We never had a telephone until we moved to town. Cells phones and watches that we could use as phones were on Dick Tracy’s arm only. My how things have changed! I could go on for hours but I’ll stop here.
Mike, you brought out a lot of memories! Thanks.
Yes Diane, things have indeed changed, but not for the better in my opinion. I remember many of the things both you and Mike mentioned. My grandmother used a coal/wood cook stove up till about 77, she likely would have continued but she passed away. My uncle bought her an electric range in the early 70’s but she barely used it for anything. However the wonderful things she concocted on her old stove could not be matched by todays finest dining establishments. I ate all the things you mentioned and more. Fried chicken started with granny picking a couple of hens, then she would ring their necks in one snapping motion using both hands, then gut, scald and pluck cut and prepare in lard of course deep fried. Ham sausage and bacon came from her own hogs, from which she ‘rendered’ lard, (she bought some too, in 25lb steel cans, that were re purposed for flower, corn meal or whatever. KFC had not one thing on granny! Todays youth will never taste as good a meal as she could prepare, because its not on a McDonalds menu.
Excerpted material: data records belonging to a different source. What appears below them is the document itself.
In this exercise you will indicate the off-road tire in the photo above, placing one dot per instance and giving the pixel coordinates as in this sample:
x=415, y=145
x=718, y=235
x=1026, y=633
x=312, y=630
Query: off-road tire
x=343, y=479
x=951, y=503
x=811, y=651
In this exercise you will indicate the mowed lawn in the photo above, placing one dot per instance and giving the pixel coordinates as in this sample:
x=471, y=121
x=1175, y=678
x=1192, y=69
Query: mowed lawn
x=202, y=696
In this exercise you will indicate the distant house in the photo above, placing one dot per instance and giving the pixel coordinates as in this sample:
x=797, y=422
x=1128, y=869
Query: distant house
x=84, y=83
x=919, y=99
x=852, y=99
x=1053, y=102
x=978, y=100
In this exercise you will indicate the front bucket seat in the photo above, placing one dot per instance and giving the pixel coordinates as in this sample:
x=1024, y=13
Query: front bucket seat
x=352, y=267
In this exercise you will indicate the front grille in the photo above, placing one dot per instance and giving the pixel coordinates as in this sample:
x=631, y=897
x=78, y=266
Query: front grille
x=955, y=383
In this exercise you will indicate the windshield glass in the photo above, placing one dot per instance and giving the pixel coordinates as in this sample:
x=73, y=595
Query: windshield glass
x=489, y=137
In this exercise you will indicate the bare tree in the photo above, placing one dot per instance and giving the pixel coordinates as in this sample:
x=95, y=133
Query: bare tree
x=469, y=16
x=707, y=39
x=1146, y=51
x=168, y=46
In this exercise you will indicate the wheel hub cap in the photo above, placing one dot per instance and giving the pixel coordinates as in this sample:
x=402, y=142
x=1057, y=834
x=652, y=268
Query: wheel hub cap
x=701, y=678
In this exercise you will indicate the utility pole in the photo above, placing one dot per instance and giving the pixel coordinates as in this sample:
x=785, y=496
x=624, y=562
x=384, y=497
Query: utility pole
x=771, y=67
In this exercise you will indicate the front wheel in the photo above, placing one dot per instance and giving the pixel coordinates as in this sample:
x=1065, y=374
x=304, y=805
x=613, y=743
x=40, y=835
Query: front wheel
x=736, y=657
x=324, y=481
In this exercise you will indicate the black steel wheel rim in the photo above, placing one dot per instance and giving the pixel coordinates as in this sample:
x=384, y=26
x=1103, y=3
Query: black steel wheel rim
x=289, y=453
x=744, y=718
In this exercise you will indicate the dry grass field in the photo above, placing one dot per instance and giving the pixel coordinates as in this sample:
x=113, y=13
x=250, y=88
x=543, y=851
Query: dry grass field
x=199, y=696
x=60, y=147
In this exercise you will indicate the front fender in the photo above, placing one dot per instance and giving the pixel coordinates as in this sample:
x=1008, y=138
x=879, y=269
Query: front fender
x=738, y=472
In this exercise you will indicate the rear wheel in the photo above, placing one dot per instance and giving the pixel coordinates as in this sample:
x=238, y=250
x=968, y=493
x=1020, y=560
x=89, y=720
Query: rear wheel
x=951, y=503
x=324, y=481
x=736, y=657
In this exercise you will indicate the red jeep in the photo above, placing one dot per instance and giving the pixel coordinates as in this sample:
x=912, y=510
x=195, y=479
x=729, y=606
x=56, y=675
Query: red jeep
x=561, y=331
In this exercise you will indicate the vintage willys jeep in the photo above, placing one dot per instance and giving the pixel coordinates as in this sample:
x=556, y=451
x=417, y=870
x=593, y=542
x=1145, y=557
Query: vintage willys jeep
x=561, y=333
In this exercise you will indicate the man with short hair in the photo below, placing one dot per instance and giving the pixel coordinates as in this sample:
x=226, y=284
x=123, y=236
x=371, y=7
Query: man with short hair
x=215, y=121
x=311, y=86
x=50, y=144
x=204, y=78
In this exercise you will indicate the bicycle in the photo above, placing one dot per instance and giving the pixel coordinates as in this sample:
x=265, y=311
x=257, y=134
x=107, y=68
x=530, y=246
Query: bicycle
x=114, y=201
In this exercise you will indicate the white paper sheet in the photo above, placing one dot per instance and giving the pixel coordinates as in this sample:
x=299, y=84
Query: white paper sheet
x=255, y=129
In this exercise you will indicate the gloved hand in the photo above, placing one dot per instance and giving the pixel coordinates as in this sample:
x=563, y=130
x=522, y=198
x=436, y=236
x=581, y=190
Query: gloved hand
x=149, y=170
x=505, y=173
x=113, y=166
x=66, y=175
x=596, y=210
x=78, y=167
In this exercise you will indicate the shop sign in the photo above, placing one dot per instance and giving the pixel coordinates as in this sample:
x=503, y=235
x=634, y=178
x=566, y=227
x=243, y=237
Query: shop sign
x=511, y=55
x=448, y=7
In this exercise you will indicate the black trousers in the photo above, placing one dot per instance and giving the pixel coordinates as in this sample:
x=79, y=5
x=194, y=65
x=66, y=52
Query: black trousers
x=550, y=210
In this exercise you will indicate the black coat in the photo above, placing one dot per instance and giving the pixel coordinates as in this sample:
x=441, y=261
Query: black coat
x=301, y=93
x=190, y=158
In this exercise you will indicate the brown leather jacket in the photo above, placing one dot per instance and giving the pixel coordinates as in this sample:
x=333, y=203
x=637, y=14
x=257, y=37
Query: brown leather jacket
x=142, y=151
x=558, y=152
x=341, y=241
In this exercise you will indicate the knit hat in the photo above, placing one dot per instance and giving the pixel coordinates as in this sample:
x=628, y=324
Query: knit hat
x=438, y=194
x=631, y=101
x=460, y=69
She had a cow, thus we had milk (sweet milk it was called), cream, butter, and OH MY, we had buttermilk, and I love it to this day (don’t understand Mike?). It’s not as good from the store, but I guzzle that too. And ‘cow butter’, as she called it, OHHHHHH! I buy my butter at a store now, but I don’t buy margarine! One is called “I cant believe its not butter”, I have no problem not believing it! I hate cell phones (although I have one), I hate my own! What was wrong with the old black phones? I was in my teens when we got one of those. Well I’ve went on enough.